C. Deep Neural Network Models

CNN:

Several recent studies examined CNN-based neural network models and showed outstanding performance in text-classification tasks [19, 22, 23]. We began with Kim’s CNN model [19] and used our WebMD word-embedding features. The model (Fig. 2) transformed the input sentence to a matrix by using the concatenation approach (see section II-B) and contained parallel convolution filters of 3 different sizes (k1, k, and k+1 with nc filters), max-pooling filters, and a fully connected layer of neurons for prediction. The convolution filters were trained to extract informative patterns from a subarea of the input data. The kernel size (k) of the filter determined the magnitude of the subarea. In the case of text, k is the number of continuous words in a sentence. By mixing convolution filters of 3 continuous sizes (k1, k, and k+1), the network can learn patterns in the sentence at 3 different scales (the Hyperparameter Tuning section describes how we selected k; see section II-D). This design is similar to combining n-gram features of different scales (e.g., unigram, bigram, and trigram).

Fig. 2.

Fig. 2

CNN model for text classification – Conv indicates convolution.

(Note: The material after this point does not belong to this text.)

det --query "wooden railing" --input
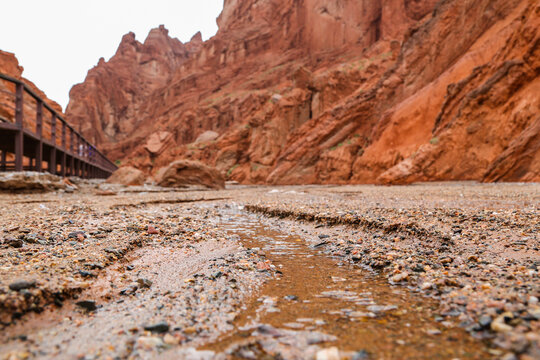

The max-pooling filter moves a “window” over outputs of convolution filters and preserves only maximum values in the current scanning area. The dimension of the scanning area was determined by the pooling-window size parameter. This operation eliminates information that is less relevant to the classification task, such as random patterns and blank (padding) areas, and reduces the dimensionality of features extracted by convolution filters. The output was further processed by 1 layer of fully connected neurons (dense 0 in Fig. 2) before it was submitted to a single neuron for prediction.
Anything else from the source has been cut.